Two more horses died in the hours before 15-1 shot Mage won the Kentucky Derby Saturday, increasing this week's death count at Churchill Downs to seven.
The alarming number of horse deaths cast a shadow over the 149th edition of the world's most famous race.
Chloe's Dream, a 3-year-old gelding that ran on the Derby undercard, was hauled away by a van and later euthanized Saturday morning.
Freezing Point, a 3-year-old colt, was then pulled from the Pat Day Mile race just hours before the start of the main event. The horse later received a lethal injection.
A total of five horses were also suspended from the Kentucky Derby.
The deaths during Derby week have increased the scrutiny of the sport as it continues to deal with doping suspensions.
The ongoing issues within the sport have also caught the attention of people attending the Derby.
"It’s concerning, and I hope they’re quickly trying the best they can to correct whatever’s going on," said Michael Freeze, who dressed up as a jockey. "They need to do whatever is best for the horses and the sport in general."
Mage had only one victory in three previous races before holding off 9-1 shot Two Phil's in the stretch. The colt, who didn't race as a 2-year-old, ran 1¼ miles in 2:01.57 under Javier Castellano.
The 45-year-old Hall of Fame jockey, who hasn't been as in demand lately, snapped an 0-for-15 skid in the Derby. He and trainer Gustavo Delgado are from Venezuela.
"I never give up," Castellano said. "I always try hard to do the right thing. It took me a little while to get there. I finally got it."
Mage joined Canonero II as Derby winners with Venezuelan ties. Canonero II won the Derby and Preakness in 1971.
"Turning for home, he had a lot of heart," Castellano said. "He's a little horse with a big heart."
Two Phil's was second and 4-1 favorite Angel of Empire was third in front of a crowd of 150,335 on a warm and partly cloudy day at Churchill Downs.
The first death happened one week ago when Wild on Ice was injured while training. The horse was transported to an equine hospital in Lexington, where he later was euthanized.
Two horses also died last Saturday. Parents Pride, trained by Saffie Joseph Jr., was pulled up in the stretch, but ultimately died on the track.
Code of Kings flipped twice at a later point in the paddock and injured his neck. Take Charge Briana and Chasing Artie were reported dead on Tuesday. Chasing Artie was also trained by Joseph and was able to finish her race, but she collapsed near the winner’s circle.
Churchill Downs issued a statement on the four deaths.
"While a series of events like this is highly unusual, it is completely unacceptable," the statement said.

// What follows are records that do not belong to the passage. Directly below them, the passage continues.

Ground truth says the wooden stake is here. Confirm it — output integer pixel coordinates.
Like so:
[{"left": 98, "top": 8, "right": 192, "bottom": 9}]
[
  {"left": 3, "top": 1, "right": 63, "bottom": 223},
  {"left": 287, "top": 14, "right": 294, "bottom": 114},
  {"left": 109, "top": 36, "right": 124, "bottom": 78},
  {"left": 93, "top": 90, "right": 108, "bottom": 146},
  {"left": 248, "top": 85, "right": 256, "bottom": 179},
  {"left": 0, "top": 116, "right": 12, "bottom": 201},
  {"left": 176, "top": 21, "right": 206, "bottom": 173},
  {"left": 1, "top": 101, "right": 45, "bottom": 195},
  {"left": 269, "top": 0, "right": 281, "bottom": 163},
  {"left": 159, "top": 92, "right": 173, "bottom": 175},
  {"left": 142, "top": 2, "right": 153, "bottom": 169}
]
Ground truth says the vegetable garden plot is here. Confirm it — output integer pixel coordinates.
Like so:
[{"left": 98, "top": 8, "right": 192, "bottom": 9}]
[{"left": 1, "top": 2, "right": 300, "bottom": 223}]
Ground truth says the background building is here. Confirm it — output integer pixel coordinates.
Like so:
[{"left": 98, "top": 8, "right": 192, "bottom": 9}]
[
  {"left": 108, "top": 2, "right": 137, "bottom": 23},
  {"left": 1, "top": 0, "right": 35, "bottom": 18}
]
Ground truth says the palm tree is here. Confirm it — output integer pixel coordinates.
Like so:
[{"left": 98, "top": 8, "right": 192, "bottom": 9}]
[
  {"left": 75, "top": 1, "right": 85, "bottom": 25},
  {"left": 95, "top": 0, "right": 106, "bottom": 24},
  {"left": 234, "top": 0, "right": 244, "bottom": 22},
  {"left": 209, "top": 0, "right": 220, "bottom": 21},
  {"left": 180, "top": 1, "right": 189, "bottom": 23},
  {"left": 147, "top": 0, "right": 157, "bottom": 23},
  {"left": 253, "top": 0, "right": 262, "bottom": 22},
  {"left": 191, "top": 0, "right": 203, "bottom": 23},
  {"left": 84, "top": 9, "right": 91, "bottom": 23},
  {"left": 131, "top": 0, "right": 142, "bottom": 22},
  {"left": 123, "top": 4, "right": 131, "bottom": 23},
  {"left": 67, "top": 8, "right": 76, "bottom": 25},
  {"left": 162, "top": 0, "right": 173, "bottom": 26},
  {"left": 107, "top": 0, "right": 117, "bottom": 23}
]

"We take this very seriously and acknowledge that these troubling incidents are alarming and must be addressed. We feel a tremendous responsibility to our fans, the participants in our sport and the entire industry to be a leader in safety and continue to make significant investments to eliminate risk to our athletes. We have full confidence in our racing surfaces and have been assured by our riders and horsemen that they do as well."
The Kentucky Horse Racing Commission along with Churchill Downs later suspended Joseph indefinitely as it investigates the nature of the deaths.
The Associated Press contributed to this report.